I think a bond fund manager can do a better job than I can of figuring out what bonds and what maturities to hold to maximize returns.
 
I am thinking about using these ETF's to build a bond ladder. I have a good bit of cash sitting in a Discover savings account earning 0.9% interest. These are not funds I anticipate needing in the foreseeable future.

My understanding is that these ETF's are currently trading at a discount to NAV so that is attractive. My concern is that I don't know what I don't know about this type of investment.
 
Does anyone have any new experiences with these products? As with the earlier posts, I'm considering them for creating a bond ladder with less risk than individual bonds.

Thanks.
 
I am thinking about using these ETF's to build a bond ladder.
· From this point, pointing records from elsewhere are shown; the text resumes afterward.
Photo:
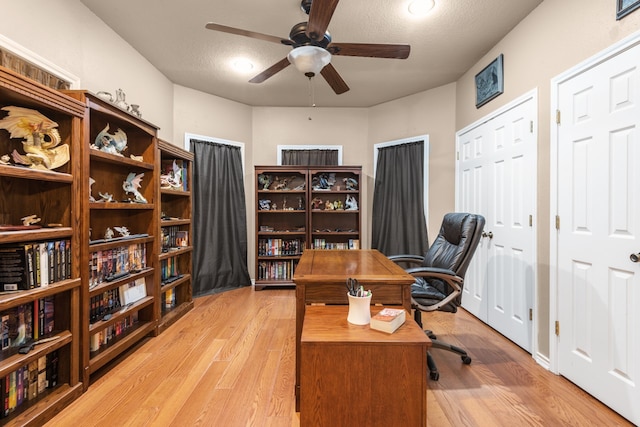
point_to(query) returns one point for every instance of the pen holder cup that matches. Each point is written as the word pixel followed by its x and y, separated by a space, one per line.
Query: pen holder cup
pixel 359 310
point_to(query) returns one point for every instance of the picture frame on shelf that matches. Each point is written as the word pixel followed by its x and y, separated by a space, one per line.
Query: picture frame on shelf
pixel 490 82
pixel 625 7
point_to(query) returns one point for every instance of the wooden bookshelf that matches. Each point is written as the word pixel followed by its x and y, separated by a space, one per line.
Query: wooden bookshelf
pixel 288 221
pixel 52 195
pixel 109 325
pixel 175 254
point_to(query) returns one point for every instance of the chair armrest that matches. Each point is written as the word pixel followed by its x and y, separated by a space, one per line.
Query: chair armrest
pixel 411 259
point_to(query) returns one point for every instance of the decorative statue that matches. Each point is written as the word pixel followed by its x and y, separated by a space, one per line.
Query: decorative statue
pixel 30 220
pixel 41 139
pixel 350 183
pixel 131 186
pixel 265 180
pixel 350 203
pixel 91 182
pixel 123 231
pixel 114 144
pixel 173 178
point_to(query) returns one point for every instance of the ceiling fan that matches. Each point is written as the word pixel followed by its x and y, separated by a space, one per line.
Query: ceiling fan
pixel 313 47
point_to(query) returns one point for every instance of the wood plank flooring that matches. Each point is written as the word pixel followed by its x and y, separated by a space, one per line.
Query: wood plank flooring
pixel 231 362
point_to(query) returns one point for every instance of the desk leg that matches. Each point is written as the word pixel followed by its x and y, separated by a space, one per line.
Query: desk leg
pixel 300 309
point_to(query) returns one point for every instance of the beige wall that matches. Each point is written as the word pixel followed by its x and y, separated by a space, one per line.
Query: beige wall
pixel 66 33
pixel 555 37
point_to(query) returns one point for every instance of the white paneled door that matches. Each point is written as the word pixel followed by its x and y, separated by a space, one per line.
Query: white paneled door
pixel 496 176
pixel 598 238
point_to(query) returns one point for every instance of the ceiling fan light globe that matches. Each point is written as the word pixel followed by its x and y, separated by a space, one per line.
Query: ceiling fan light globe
pixel 309 59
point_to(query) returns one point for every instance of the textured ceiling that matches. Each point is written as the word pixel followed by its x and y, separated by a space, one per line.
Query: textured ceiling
pixel 444 45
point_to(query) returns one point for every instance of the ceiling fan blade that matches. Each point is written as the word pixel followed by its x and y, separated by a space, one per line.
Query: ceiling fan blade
pixel 278 66
pixel 252 34
pixel 332 77
pixel 319 17
pixel 394 51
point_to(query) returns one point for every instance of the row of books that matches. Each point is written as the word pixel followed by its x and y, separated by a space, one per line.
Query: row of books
pixel 278 247
pixel 112 300
pixel 27 322
pixel 28 382
pixel 32 265
pixel 276 270
pixel 105 336
pixel 106 265
pixel 323 244
pixel 173 238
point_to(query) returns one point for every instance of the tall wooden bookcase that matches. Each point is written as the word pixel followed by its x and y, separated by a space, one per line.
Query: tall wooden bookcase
pixel 301 208
pixel 174 246
pixel 109 326
pixel 54 197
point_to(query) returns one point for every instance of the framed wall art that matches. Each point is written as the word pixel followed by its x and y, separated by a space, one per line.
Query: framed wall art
pixel 625 7
pixel 490 82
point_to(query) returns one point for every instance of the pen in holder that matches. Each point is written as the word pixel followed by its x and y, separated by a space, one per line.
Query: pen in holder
pixel 359 303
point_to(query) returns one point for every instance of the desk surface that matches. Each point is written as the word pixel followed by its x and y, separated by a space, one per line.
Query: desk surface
pixel 365 265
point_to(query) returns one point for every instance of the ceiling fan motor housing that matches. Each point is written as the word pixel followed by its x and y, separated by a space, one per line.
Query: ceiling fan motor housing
pixel 299 37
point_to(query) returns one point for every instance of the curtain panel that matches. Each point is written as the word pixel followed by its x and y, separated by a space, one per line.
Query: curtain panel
pixel 398 219
pixel 219 219
pixel 313 157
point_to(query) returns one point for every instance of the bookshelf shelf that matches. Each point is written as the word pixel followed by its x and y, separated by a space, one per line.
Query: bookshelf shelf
pixel 51 195
pixel 115 257
pixel 175 228
pixel 288 219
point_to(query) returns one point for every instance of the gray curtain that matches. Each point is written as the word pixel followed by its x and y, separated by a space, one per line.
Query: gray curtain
pixel 398 219
pixel 312 157
pixel 219 219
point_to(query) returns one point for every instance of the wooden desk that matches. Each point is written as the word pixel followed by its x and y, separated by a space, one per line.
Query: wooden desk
pixel 321 275
pixel 355 376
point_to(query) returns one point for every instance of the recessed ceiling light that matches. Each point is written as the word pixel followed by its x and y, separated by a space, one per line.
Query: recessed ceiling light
pixel 242 65
pixel 421 7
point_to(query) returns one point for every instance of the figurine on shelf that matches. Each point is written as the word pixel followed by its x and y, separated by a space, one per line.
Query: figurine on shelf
pixel 350 183
pixel 264 204
pixel 30 220
pixel 351 204
pixel 41 140
pixel 173 178
pixel 108 233
pixel 105 197
pixel 91 182
pixel 113 144
pixel 131 186
pixel 123 231
pixel 265 180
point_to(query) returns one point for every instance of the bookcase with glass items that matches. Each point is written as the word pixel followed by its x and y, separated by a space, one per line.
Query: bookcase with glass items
pixel 281 223
pixel 300 207
pixel 119 198
pixel 39 248
pixel 175 249
pixel 334 218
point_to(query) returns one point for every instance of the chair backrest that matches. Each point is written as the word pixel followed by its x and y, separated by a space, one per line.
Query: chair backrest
pixel 456 242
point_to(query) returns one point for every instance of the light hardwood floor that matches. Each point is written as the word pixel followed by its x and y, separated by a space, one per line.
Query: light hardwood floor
pixel 230 362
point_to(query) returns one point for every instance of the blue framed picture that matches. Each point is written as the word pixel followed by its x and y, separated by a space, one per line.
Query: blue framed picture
pixel 490 82
pixel 625 7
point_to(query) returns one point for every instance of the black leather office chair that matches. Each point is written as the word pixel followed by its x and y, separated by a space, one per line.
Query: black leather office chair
pixel 440 275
I have a good bit of cash sitting in a Discover savings account earning 0.9% interest. These are not funds I anticipate needing in the foreseeable future.

My understanding is that these ETF's are currently trading at a discount to NAV so that is attractive. My concern is that I don't know what I don't know about this type of investment.

Since they are limited term that return cash at the end of the term, their primary use is to provide a pool of bonds for a bond ladder for investors who otherwise don't have enough capital to properly spread risk among different bonds.
 
These ETFs look like a very interesting way to save for shorter-term goals with a set timeframe. I'm going to look into putting part of my house-downpayment fund in these securities.

If they had longer-dated versions it would also be an excellent way to save for tuition, if only 529 plans had a brokerage window. That would address one of my main complaints with 529 plans: you're supposed to start switching to bonds as your childrens' matriculation date approaches, but you're being exposed to considerable interest rate risk in the event that rates rise just before your kid starts school. These target-date maturity funds eliminate that.